LocalCSVCodelistFactory allows for the creation of multiple codelists from a single CSV file. Use this class when you have a single CSV file that contains multiple codelists.

To use, create an instance of the class and then call the get_codelist method with the name of the codelist you want to retrieve; this codelist name must be an entry in the name_codelist_column.

Source code in phenex/codelists/codelists.py
class LocalCSVCodelistFactory:
    """
    LocalCSVCodelistFactory allows for the creation of multiple codelists from a single CSV file. Use this class when you have a single CSV file that contains multiple codelists.

    To use, create an instance of the class and then call the `get_codelist` method with the name of the codelist you want to retrieve; this codelist name must be an entry in the name_codelist_column.
    """

    def __init__(
        self,
        path: str,
        name_code_column: str = "code",
        name_codelist_column: str = "codelist",
        name_code_type_column: str = "code_type",
    ) -> None:
        """
        Parameters:
            path: Path to the CSV file.
            name_code_column: The name of the column containing the codes.
            name_codelist_column: The name of the column containing the codelist names.
            name_code_type_column: The name of the column containing the code types.
        """
        self.path = path
        self.name_code_column = name_code_column
        self.name_codelist_column = name_codelist_column
        self.name_code_type_column = name_code_type_column
        try:
            self.df = pd.read_csv(path)
        except:
            raise ValueError("Could not read the file at the given path.")

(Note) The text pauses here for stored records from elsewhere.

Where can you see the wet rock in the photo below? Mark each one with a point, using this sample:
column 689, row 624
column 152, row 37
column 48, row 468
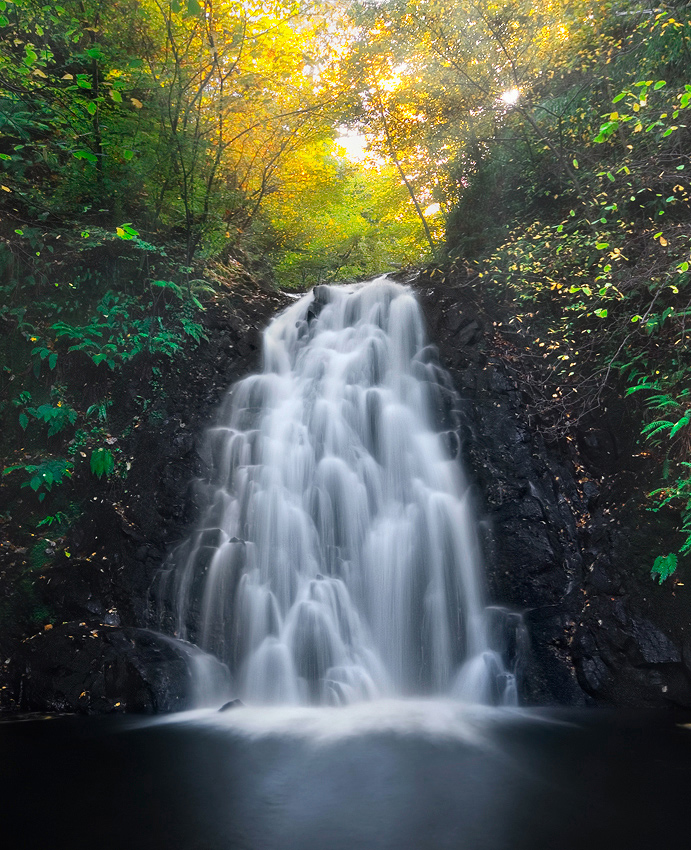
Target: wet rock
column 94, row 668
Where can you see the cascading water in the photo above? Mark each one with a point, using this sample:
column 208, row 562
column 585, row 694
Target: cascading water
column 337, row 557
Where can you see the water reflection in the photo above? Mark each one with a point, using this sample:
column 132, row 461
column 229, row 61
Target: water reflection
column 404, row 776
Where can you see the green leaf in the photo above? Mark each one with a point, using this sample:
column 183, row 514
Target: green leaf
column 682, row 423
column 664, row 566
column 87, row 155
column 102, row 462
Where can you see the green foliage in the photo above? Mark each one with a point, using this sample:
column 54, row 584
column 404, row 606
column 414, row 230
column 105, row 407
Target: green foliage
column 42, row 476
column 664, row 566
column 102, row 462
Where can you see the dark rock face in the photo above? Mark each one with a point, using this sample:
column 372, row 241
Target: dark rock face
column 127, row 527
column 561, row 527
column 96, row 669
column 563, row 538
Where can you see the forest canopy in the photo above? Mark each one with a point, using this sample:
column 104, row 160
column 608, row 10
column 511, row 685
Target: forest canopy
column 536, row 152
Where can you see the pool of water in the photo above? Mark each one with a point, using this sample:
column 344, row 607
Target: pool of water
column 394, row 775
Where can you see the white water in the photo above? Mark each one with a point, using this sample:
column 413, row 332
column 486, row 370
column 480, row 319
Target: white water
column 337, row 559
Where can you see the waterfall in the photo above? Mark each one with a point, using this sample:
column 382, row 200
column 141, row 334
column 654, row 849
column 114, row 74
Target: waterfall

        # Check if the required columns exist in the DataFrame
        required_columns = [
            name_code_column,
            name_codelist_column,
            name_code_type_column,
        ]
        missing_columns = [
            col for col in required_columns if col not in self.df.columns
        ]
        if missing_columns:
            raise ValueError(
                f"The following required columns are missing in the CSV: {', '.join(missing_columns)}"
            )

    def get_codelists(self) -> List[str]:
        """
        Get a list of all codelists in the supplied CSV.
        """
        return self.df[self.name_codelist_column].unique().tolist()

    def get_codelist(self, name: str) -> Codelist:
        """
        Retrieve a single codelist by name.
        """
        try:
            df_codelist = self.df[self.df[self.name_codelist_column] == name]
            code_dict = (
                df_codelist.groupby(self.name_code_type_column)[self.name_code_column]
                .apply(list)
                .to_dict()
            )
            return Codelist(name=name, codelist=code_dict)
        except:
            raise ValueError("Could not find the codelist with the given name.")

__init__(path, name_code_column='code', name_codelist_column='codelist', name_code_type_column='code_type')

Parameters:

Name Type Description Default
path str

Path to the CSV file.

required
name_code_column str

The name of the column containing the codes.

'code'
name_codelist_column str

The name of the column containing the codelist names.

'codelist'
name_code_type_column str

The name of the column containing the code types.

'code_type'
Source code in phenex/codelists/codelists.py
def __init__(
    self,
    path: str,
    name_code_column: str = "code",
    name_codelist_column: str = "codelist",
    name_code_type_column: str = "code_type",
) -> None:
    """
    Parameters:
        path: Path to the CSV file.
        name_code_column: The name of the column containing the codes.
        name_codelist_column: The name of the column containing the codelist names.
        name_code_type_column: The name of the column containing the code types.
    """
    self.path = path
    self.name_code_column = name_code_column
    self.name_codelist_column = name_codelist_column
    self.name_code_type_column = name_code_type_column
    try:
        self.df = pd.read_csv(path)
    except:
        raise ValueError("Could not read the file at the given path.")

    # Check if the required columns exist in the DataFrame
    required_columns = [
        name_code_column,
        name_codelist_column,
        name_code_type_column,
    ]
    missing_columns = [
        col for col in required_columns if col not in self.df.columns
    ]
    if missing_columns:
        raise ValueError(
            f"The following required columns are missing in the CSV: {', '.join(missing_columns)}"
        )

get_codelist(name)

Retrieve a single codelist by name.

Source code in phenex/codelists/codelists.py
def get_codelist(self, name: str) -> Codelist:
    """
    Retrieve a single codelist by name.
    """
    try:
        df_codelist = self.df[self.df[self.name_codelist_column] == name]
        code_dict = (
            df_codelist.groupby(self.name_code_type_column)[self.name_code_column]
            .apply(list)
            .to_dict()
        )
        return Codelist(name=name, codelist=code_dict)
    except:
        raise ValueError("Could not find the codelist with the given name.")

get_codelists()

Get a list of all codelists in the supplied CSV.

Source code in phenex/codelists/codelists.py
def get_codelists(self) -> List[str]:
    """
    Get a list of all codelists in the supplied CSV.
    """
    return self.df[self.name_codelist_column].unique().tolist()